Alex Twersky, co-founder of Resume Deli, added that offering to assist in training a replacement, preparing the team for your departure and expressing gratitude are important elements of a job resignation letter.
"Conjure up ... the best time at your job and have that image top of mind when you write your resignation letter," said Twersky. "Let your boss think they were great, even if they weren't. [You might] get a good recommendation out of it."
What your resignation letter shouldn't say
Just as important as knowing what to say in a resignation letter, is knowing what not to say. Many resigning employees make the mistake of including too many personal details and emotional statements in their official letters.
When you are writing an official resignation letter, omit the following details:
- Why you are leaving. Although you may feel the need to explain away your reason for leaving, this is not necessary to include in your resignation Rice said you may believe that the new employer has a better product, service, working environment, salary or benefits package, but these are not things to state in your resignation letter. Keep your language professional and positive.
- What you hated about the job. A resignation letter is not the place to air your grievances or speak poorly of your soon-to-be former company or co-workers. Roque said to let go of anger before submitting the letter. She also suggested having someone else review your letter before submission to ensure it is appropriately polite and succinct.
- Emotional statements. Twersky stressed the importance of keeping a calm, professional tone in your letter. An aggressive or otherwise emotional letter will only come back to hurt you. Twersky said that, even if you are overworked and resentful, don't quit angry. Avoid using phrases like "I feel" or "I think," unless they are followed up by positive statements.

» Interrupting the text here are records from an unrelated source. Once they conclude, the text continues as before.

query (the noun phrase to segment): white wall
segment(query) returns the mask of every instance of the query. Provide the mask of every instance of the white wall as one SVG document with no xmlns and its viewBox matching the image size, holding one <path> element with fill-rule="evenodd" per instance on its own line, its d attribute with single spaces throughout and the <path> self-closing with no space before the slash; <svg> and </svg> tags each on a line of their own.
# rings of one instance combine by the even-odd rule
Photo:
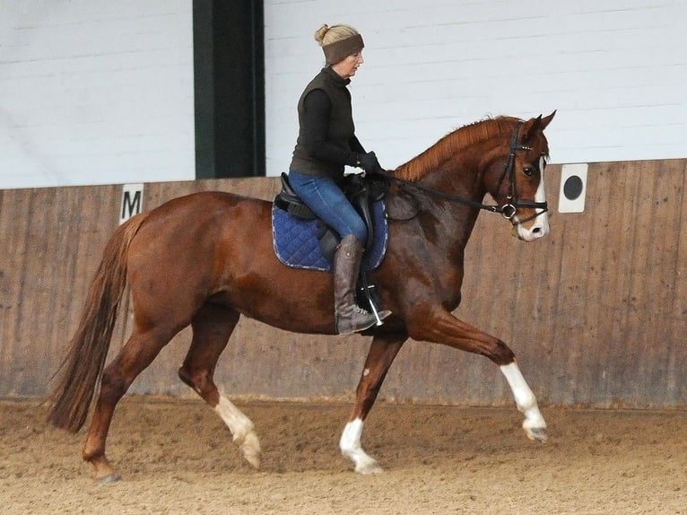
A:
<svg viewBox="0 0 687 515">
<path fill-rule="evenodd" d="M 323 22 L 363 34 L 355 118 L 384 166 L 554 109 L 553 162 L 687 157 L 683 0 L 265 0 L 265 19 L 269 175 Z M 192 179 L 193 109 L 192 0 L 0 0 L 0 188 Z"/>
<path fill-rule="evenodd" d="M 552 162 L 687 157 L 683 0 L 265 5 L 268 175 L 289 166 L 295 106 L 324 61 L 312 38 L 323 22 L 363 35 L 350 88 L 358 136 L 383 166 L 485 116 L 553 109 Z"/>
<path fill-rule="evenodd" d="M 195 178 L 191 0 L 0 0 L 0 188 Z"/>
</svg>

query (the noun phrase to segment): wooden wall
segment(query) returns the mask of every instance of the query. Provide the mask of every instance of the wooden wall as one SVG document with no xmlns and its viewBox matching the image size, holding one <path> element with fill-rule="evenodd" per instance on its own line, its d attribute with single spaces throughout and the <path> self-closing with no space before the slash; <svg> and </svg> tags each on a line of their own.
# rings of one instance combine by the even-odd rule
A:
<svg viewBox="0 0 687 515">
<path fill-rule="evenodd" d="M 552 234 L 530 244 L 483 214 L 466 251 L 457 315 L 515 351 L 544 404 L 687 407 L 687 161 L 591 163 L 587 209 L 558 214 L 560 167 L 550 167 Z M 144 208 L 191 191 L 272 198 L 278 179 L 146 184 Z M 41 397 L 78 323 L 91 275 L 118 222 L 120 186 L 0 191 L 0 397 Z M 112 341 L 129 330 L 128 304 Z M 180 333 L 130 392 L 193 397 L 176 371 Z M 216 380 L 230 395 L 352 397 L 368 341 L 302 336 L 243 320 Z M 509 405 L 484 358 L 408 342 L 381 397 Z"/>
</svg>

When writing your letter, try not to burn your bridges as you may need them in the future.
"Your employers may be providing you with a reference, or if you are staying in the same field, you may still network in the same circles or want to return in the future," said Rice. "It is always good to keep in touch with your old colleagues and with social networks like LinkedIn, it may be hard to avoid them."
These are also good tips to keep in mind when you have the conversation informing your supervisor or manager that you are leaving. Short and simple is fine; there is no reason to explain your reasons if you don't want to. Just stay polite, respectful and professional throughout the discussion.
Sample resignation letter
Based on advice from our experts, here is an all-purpose resignation letter template you can fill in with your personal details. Remember, you are not required to include your reason for resigning in your letter.
Dear [supervisor's name],
Please accept this letter as my formal resignation from my role as [title]. My last day with [company] will be [end date].
To ease the transition after my departure, I am happy to assist you with any training tasks during my final weeks on the job. I intend to leave thorough instructions and up-to-date records for my replacement.
I would like to take this opportunity to thank you for the knowledge and experience I have gained by working here. I am very grateful for the time I have spent on our team and the professional relationships I've built. It's been a pleasure working for you, and I hope our paths will cross again in the future.
[Your signature and printed name]
If you opt to provide a reason for leaving, either in your letter or during the conversation with your employer, be clear and positive, focusing on what you are gaining from the change and not the circumstances that caused it. Always maintain your professionalism and keep things formal.
"Remember that people leave their jobs every day, and your manager will be used to the process," said Rice. "If you are courteous and thoughtful when resigning from your job, you will make the process easier for everyone and set yourself on the right path for future success."